There are some good answers here but I thought I'd be more simple.

I want the threads to wake up when an environment variable is set.

In looking at the comments below your question, you say that you are using environmental variables so that two parts of the same program can notify each other. It is also important to note that like @Peter mentions, environmental variable changes that happen outside of an application are not seen by the application.

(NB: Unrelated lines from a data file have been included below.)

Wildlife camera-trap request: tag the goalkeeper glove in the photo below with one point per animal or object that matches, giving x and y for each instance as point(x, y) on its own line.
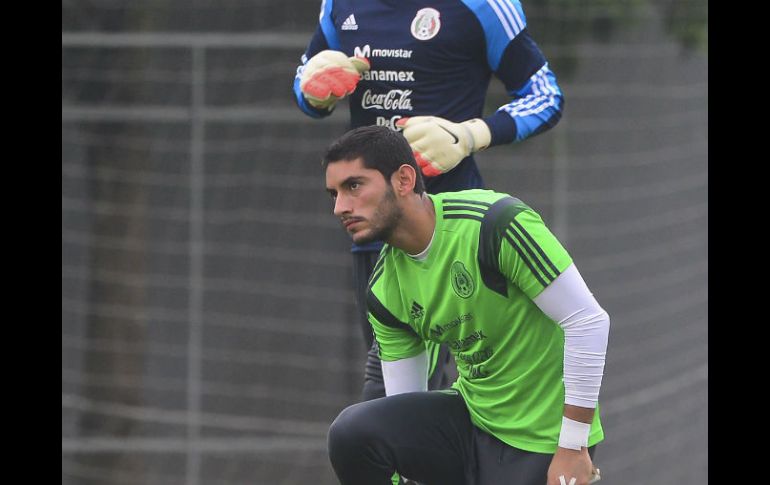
point(439, 144)
point(330, 76)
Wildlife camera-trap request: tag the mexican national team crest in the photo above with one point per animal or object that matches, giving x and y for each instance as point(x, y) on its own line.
point(426, 24)
point(462, 282)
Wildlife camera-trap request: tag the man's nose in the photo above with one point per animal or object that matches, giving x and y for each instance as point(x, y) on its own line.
point(341, 205)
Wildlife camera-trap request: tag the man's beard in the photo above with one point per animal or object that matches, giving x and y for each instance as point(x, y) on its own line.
point(384, 220)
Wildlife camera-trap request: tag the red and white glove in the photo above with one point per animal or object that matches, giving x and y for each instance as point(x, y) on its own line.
point(439, 144)
point(330, 76)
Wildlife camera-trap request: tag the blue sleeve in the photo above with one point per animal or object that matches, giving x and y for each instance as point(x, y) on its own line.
point(325, 37)
point(515, 58)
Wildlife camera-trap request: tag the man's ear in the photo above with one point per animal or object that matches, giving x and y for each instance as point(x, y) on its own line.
point(403, 179)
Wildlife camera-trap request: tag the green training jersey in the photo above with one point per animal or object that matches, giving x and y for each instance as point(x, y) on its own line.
point(491, 255)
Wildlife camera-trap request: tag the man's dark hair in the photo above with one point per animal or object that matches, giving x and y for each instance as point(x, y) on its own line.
point(379, 148)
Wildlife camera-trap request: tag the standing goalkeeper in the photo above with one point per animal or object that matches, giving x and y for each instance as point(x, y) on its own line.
point(424, 68)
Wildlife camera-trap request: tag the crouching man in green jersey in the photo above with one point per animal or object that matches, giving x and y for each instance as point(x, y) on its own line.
point(479, 271)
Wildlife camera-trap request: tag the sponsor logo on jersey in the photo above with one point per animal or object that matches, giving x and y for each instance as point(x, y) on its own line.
point(367, 51)
point(465, 342)
point(417, 311)
point(426, 24)
point(399, 76)
point(395, 99)
point(476, 357)
point(350, 23)
point(389, 122)
point(461, 279)
point(439, 330)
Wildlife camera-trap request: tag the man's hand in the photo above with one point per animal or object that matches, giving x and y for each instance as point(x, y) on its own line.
point(330, 76)
point(439, 145)
point(572, 467)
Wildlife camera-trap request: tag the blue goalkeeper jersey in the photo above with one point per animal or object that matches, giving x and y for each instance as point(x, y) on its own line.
point(437, 58)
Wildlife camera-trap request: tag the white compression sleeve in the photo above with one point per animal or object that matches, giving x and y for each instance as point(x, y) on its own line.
point(406, 375)
point(569, 302)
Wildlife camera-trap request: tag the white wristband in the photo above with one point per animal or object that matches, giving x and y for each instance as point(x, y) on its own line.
point(574, 434)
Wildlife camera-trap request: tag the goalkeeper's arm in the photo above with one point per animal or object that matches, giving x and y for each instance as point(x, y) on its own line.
point(536, 106)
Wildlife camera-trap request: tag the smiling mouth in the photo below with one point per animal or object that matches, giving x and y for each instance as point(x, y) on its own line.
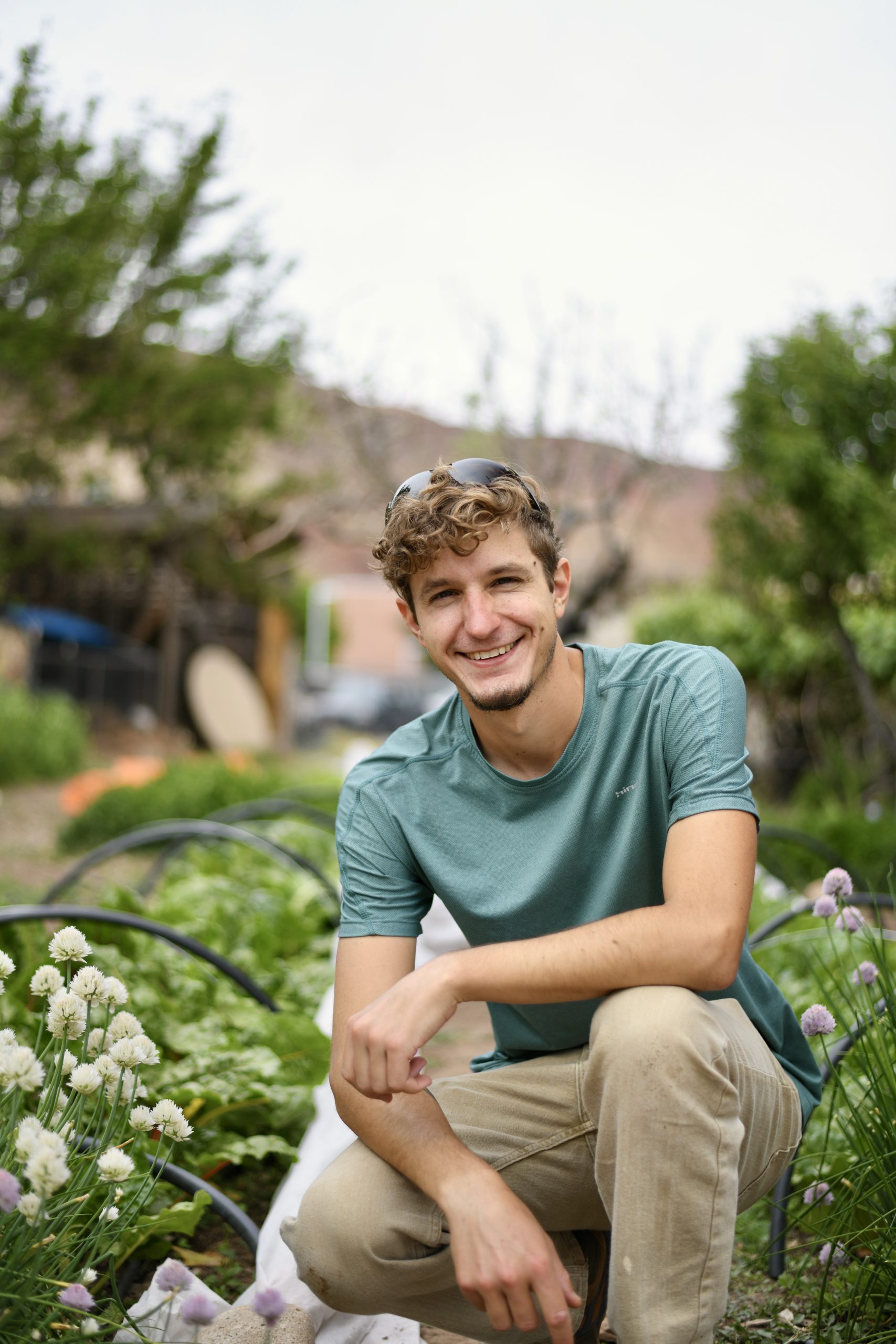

But in terms of sending a signal from one thread to another, you are using an "environment" variable when you should be using a synchronization primitive. Typically two threads share a lock object. Maybe it needs to be public to be shared or passed into your Runnables for the threads to use the same object which is important.

private final AtomicBoolean signal = new AtomicBoolean(false);

One thread calls wait() on that lock:

while (!signal.get()) {
    synchronized (signal) {
        signal.wait();
    }
}
signal.set(false);

Another thread call notify() on that lock:

synchronized (signal) {
     signal.set(true);
     signal.notify();
}

The reason why we use an AtomicBoolean here is that we have to protect against spurious wakeups. They are rare but under certain thread implementations (or conditions) the wait() could return without anyone directly calling the notify() on the object. The AtomicBoolean allows us to put the wait() in a while(...) loop to ensure that the condition has been reached -- this is a good pattern to follow always.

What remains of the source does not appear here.